What could be more heart wrenching than a mommy mammoth being slowly sucked down into a deep, sticky, smelly, bubbly pit of deadly tar while her husband mammoth and baby mammoth watch from the shore of the pit? Well, lots of things, but that isn't what we are talking about today. Today, we are filling you in on the magic and the agony of La Brea Tar Pits.

In the heart of LA, right on the Miracle Mile known for its hot 'n' happening retail scene, tar bubbles up right out of the ground. Right there. In the middle of a park. Right there, adjacent to the renowned Los Angeles County Museum of Art, right next to a cute sandwich cafe, there are burbling pits of tar.

In Pleistocene times (about 1.5 million years ago, give or take 5,000 years), mammoths would wade in maybe thinking it was a regular pond (can they not smell the methane and tar stench?) and get stuck. Wolves and saber-toothed cats and bears would try to get a nice mammoth meal, and would also get stuck. All would sink into the tar, slowly drowning in the black, sticky petroleum.

In the 1700's, the tar was widely used to seal up sea-faring ships. In the late 1800's and early 1900's, some of the oil, tar, and gas were pumped out and used in industry. It wasn't until 1910 that the pits became interesting to scientists as excavation sites where one could find well preserved saber-toothed cats.

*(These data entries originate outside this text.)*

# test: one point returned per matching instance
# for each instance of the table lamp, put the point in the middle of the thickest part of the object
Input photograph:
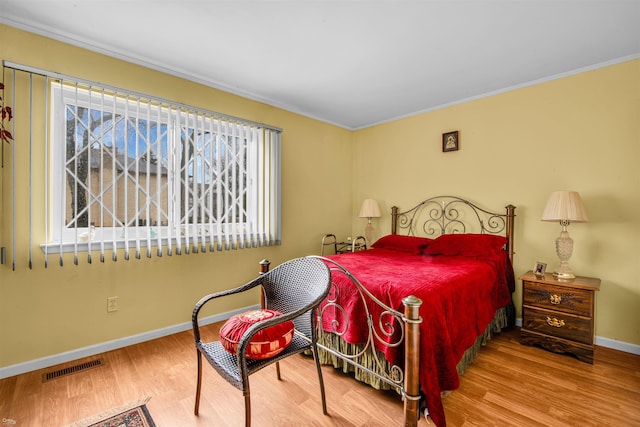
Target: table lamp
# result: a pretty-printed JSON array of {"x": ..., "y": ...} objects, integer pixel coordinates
[{"x": 565, "y": 207}]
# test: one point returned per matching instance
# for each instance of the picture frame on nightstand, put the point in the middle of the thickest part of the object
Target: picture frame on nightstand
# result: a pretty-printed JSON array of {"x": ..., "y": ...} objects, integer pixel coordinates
[{"x": 539, "y": 269}]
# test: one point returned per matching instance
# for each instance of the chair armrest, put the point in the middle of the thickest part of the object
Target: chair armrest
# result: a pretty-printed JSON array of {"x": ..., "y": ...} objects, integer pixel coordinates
[
  {"x": 244, "y": 341},
  {"x": 207, "y": 298}
]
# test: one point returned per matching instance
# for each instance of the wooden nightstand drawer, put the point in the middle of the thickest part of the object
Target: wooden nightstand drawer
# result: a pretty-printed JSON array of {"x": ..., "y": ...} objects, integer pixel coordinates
[
  {"x": 557, "y": 324},
  {"x": 558, "y": 315},
  {"x": 551, "y": 297}
]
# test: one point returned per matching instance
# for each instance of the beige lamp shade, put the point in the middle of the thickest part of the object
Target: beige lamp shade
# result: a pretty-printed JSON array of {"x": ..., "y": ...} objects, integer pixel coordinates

The ancient swamp-now-petroleum-pond continues to burp and bubble, regardless of how built up the city has become. In 1985, a Ross Dress for Less on the Miracle Mile blew up due to the the accidental ignition of methane gas that had built up under the Ross' sub-basement.

As anyone who went to camp as a kid and learned how to light their farts will tell you, methane is highly flammable and as dangerous as it is stinky. Methane vented from a deep subterranean fissure into the Ross department store, where it ran into some old wiring or maybe a furnace, and the explosion blew out windows and collapsed part of the roof. Gas continued to spout off and burn for a day or two. Several people were hurt, but luckily, nobody was killed.

In 1989, on the other side of the street, similar geological digestive rumblings blew out a crater several feet deep. In the years since then, several release valves have been drilled to allow gas release sans explosions.

Now, the gas issue tamed, and the pits safely fenced off, pitch is not harvested for sealing boats or roofs, but the tar ponds are explored for fossils. To see more about what is found there, check out The Page Museum.

In the visitors kiosk of one of the active exploration pits, they show the clothes of a pit worker. Tide will make no dent; that Tshirt is toast.

The park is lovely and quite scenic, if not a bit malodorous. The tar bubbles up just right there in the middle of the greenery. Geology is not happening somewhere else, it is alive and well, right here, in the middle of downtown LA.

Check out our pics - Ian and I are really showing off our pointing skills. The pics of the ground are just a spot on the sidewalk where the tar is just seeping up. RIGHT THERE ON THE SIDEWALK!!

As an aside, this locale piqued one of my peeves. Turns out that La Brea is Spanish for tar, or pitch, so the name of this area falls under the same linguistic translation redundancy category as Chai Tea (chai means tea).